Since the ENCODE project specifically selected the target 1% of the genome to be broadly representative of the whole genome based on criteria like gene density and sequence conservation, we expect that the lessons learned from these high-resolution replication time profiles can be extended to the entire genome. The pan-S-phase pattern of replication; the correlation of replication time with chromatin modifications, gene expression, and AT content; and the significance of chromosomal domains and boundary elements revealed by our studies are discussed here.

We still identify regions that replicate in multiple times in S phase in mammalian cell lines (pan-S replication pattern). Since the genome-based studies of replication in S. cerevisiae were executed only in haploid strains, they were not expected to identify regions with interallelic difference in time of replication (Raghuraman et al. 2001). Genome-based studies of replication in diploid organisms were also unsuitable to identify this pattern because of the study design (MacAlpine et al. 2004; Woodfine et al. 2004). In those studies, the time of replication was assessed by determining the ratio of DNA content for a locus in late-S (or G2) cells compared to G1 cells. In such experiments, segments showing replication in both early- and late-S phase would appear to replicate in mid-S phase, and the pan-S pattern would be missed. In contrast, the sampling of cells in multiple intervals in S phase and the use of a more sensitive method of detecting replication dependent on a positive selection for BrdU-labeled DNA enabled us to identify chromosomal segments that replicate in multiple intervals in S phase.

In this study, 20% of the studied genome appeared to replicate asynchronously, a value that is one-third that of our previous analysis on Chromosomes 21 and 22 (Jeon et al. 2005).
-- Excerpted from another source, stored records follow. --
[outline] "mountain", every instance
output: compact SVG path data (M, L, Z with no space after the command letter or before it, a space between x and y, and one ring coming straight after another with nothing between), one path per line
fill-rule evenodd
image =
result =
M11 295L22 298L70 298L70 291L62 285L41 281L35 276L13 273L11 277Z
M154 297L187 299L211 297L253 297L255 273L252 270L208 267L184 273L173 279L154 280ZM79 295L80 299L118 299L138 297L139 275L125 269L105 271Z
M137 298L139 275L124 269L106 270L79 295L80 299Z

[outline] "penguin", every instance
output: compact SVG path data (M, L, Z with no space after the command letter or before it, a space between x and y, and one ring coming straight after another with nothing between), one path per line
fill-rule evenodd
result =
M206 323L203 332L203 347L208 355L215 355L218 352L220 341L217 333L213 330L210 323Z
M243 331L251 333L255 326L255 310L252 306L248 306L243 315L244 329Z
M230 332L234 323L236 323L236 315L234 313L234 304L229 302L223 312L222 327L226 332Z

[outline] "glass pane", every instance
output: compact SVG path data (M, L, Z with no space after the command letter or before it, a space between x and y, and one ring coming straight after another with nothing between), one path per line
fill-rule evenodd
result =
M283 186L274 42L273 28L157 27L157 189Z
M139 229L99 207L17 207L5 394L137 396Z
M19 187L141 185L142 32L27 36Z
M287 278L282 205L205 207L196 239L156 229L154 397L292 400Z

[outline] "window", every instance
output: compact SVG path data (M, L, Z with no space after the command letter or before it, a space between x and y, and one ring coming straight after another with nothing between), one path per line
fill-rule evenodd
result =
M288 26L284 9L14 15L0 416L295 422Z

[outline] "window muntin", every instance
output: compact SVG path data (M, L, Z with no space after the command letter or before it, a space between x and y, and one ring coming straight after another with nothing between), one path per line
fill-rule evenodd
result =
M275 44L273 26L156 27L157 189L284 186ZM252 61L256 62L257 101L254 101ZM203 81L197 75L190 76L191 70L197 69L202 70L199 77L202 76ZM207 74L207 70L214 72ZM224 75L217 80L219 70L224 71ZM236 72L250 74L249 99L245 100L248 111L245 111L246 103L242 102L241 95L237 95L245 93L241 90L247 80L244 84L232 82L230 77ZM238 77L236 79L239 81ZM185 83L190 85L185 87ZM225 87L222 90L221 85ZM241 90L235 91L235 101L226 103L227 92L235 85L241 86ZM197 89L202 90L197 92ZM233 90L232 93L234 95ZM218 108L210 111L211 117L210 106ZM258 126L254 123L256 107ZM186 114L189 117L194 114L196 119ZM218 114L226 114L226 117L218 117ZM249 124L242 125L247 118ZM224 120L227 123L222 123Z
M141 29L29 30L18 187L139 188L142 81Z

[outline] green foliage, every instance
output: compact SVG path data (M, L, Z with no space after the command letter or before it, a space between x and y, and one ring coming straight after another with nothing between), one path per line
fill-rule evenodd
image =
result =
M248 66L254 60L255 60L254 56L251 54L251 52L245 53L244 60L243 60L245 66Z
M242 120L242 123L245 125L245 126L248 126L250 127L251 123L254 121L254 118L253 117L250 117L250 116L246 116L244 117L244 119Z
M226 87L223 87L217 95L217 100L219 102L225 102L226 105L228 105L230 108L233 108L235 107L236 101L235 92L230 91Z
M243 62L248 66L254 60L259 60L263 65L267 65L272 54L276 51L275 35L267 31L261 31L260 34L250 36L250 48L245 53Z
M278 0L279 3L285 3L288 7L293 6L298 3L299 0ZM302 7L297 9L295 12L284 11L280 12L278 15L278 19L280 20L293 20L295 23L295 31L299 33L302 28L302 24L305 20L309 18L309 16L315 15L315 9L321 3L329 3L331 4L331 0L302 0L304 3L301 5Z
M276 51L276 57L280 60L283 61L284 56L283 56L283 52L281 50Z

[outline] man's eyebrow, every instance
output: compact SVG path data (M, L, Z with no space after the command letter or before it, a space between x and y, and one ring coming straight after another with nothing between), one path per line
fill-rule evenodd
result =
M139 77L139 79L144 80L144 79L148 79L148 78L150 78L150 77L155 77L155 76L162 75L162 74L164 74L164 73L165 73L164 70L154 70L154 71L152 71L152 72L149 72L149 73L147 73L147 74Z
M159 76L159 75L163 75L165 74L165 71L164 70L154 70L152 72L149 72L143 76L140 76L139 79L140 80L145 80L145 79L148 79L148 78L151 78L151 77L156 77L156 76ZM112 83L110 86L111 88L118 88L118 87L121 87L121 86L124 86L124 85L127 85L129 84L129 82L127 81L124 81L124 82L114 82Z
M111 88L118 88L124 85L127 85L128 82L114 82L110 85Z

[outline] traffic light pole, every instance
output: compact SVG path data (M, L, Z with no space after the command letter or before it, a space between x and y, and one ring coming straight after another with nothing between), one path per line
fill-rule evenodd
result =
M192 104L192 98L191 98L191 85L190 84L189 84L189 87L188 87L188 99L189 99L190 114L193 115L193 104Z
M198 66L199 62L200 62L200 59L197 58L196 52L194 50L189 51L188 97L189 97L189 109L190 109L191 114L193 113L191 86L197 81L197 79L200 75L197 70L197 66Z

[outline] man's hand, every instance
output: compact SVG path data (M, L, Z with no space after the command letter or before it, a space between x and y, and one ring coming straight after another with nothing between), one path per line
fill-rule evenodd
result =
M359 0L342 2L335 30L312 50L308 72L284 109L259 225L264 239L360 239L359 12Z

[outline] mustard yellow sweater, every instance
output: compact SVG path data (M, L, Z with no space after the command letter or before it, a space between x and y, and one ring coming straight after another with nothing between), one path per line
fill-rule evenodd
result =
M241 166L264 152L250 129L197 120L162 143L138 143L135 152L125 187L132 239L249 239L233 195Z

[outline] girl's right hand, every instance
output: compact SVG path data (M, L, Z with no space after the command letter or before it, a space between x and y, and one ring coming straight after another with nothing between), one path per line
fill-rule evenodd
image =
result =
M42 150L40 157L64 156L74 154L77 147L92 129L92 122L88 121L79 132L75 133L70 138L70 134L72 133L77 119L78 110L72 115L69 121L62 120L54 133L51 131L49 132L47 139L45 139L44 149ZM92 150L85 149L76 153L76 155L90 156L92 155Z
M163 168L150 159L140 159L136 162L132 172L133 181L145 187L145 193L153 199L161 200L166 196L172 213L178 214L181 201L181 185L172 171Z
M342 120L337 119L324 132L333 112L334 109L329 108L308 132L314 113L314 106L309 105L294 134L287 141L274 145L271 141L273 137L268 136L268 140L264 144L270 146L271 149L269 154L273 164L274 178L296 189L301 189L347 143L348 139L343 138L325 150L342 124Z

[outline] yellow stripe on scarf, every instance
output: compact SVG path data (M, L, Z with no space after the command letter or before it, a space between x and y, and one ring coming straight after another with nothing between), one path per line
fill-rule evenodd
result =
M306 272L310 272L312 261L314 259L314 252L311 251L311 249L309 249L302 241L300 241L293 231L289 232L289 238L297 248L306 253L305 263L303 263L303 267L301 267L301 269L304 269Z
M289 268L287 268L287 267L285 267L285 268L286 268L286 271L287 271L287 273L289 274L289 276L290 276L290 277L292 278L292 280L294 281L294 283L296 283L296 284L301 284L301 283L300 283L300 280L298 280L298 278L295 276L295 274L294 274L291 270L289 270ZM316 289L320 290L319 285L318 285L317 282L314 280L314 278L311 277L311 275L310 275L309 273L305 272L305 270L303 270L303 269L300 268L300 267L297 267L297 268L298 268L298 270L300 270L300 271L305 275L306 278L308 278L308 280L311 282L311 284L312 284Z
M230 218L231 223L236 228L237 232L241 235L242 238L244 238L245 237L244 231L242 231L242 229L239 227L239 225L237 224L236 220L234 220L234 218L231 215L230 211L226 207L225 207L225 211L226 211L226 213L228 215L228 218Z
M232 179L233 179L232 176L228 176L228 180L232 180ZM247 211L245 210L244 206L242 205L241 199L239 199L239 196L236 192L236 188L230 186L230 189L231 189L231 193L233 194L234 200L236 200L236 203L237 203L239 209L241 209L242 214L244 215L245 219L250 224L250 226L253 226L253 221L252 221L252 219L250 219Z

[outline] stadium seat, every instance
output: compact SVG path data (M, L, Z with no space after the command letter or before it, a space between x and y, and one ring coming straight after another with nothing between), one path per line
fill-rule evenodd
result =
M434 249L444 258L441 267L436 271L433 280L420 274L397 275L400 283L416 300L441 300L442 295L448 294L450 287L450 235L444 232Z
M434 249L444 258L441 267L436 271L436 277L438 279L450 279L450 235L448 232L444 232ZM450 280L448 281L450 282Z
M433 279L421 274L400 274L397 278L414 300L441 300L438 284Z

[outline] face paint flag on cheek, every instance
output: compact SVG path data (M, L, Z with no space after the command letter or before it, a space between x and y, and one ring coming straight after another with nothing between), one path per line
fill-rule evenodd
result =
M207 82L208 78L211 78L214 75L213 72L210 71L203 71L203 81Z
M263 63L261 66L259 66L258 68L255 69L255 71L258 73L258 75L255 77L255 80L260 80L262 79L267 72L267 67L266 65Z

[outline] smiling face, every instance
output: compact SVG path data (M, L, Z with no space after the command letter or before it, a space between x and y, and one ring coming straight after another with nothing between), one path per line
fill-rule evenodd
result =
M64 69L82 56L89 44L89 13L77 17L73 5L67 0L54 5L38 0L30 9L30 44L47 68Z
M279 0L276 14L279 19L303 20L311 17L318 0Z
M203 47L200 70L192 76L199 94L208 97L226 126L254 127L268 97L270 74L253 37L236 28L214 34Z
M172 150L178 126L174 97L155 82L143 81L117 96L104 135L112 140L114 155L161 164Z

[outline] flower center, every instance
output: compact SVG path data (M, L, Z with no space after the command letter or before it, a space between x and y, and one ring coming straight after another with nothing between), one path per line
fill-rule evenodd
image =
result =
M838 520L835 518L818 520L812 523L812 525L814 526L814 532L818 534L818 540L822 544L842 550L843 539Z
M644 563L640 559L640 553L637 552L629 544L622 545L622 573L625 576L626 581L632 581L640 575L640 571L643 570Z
This difference is due to an important refinement in the method of analysis in the present study. In the previous work, the hybridization data from genome-tiling arrays was analyzed by the standard Affymetrix GTRANS software to generate a track that showed when the replication signal from a given time point was significantly enriched over signal obtained from DNA replicated for the entire duration of S phase. Although this method provided an intuitive belief for replication timing, not surprisingly, replication signal was not only seen in the time period when the locus replicated but lower levels of signal were seen in adjoining time intervals. The presence of a signal in multiple time tracks led us to overestimate that nearly 60% of sequences showed a pan-S replication pattern (Supplemental Figure 3, ENm001). In contrast, in this study, we segregate probes into those that are temporally synchronous versus temporally asynchronous by quantitative criteria that take into account the spillage of replication signal into adjoining time points. In addition, only large contiguous DNA segments (≥10 kb) containing >60% of probes with asynchronous replication signals are classified as pan-S. This prevents mis-calling as pan-S short stretches where low signal strength or cross-hybridization from isolated probes give an apparent replication signal in multiple intervals in S phase. As is evident from the comparison of the two methods in one segment (Supplemental Fig. 3), the present method gives a more conservative estimate of segments that replicate at multiple times in S phase. Because microarray-based profiling of replication is a relatively new approach, we also validated the time and pattern of replication for some of the segments by a completely independent method, interphase FISH. The confirmation of all three pan-S regions as replicating asynchronously adds to the confidence that ∼20% of the chromosomal segments in HeLa cells, indeed, show this unexpected pattern of replication.

All 10 regions tested by interphase FISH (including the temporally specific regions) reproduced the time of replication estimated by the microarray-based replication profile. In addition, the time of replication for five of five tested chromosomal regions remained unaltered when a different cell cycle block method was used in HeLa cells. Interphase FISH allowed us to check the time of replication of the same five regions in another cell line, MCF10A, where we found replication times of 3/5 chromosomal segments to match that of HeLa. The differences at the other two loci are likely due to differences in the chromatin environment of these loci in the two cell lines. Since MCF10A cells are near-diploid and untransformed, the detection of pan-S-phase replication in these cells indicates that pan-S replication is not an artifact arising exclusively from the aneuploidy or the transformed state of HeLa cells. It is, of course, entirely possible that aneuploidy or cell transformation increases the fraction of the genome that shows pan-S replication.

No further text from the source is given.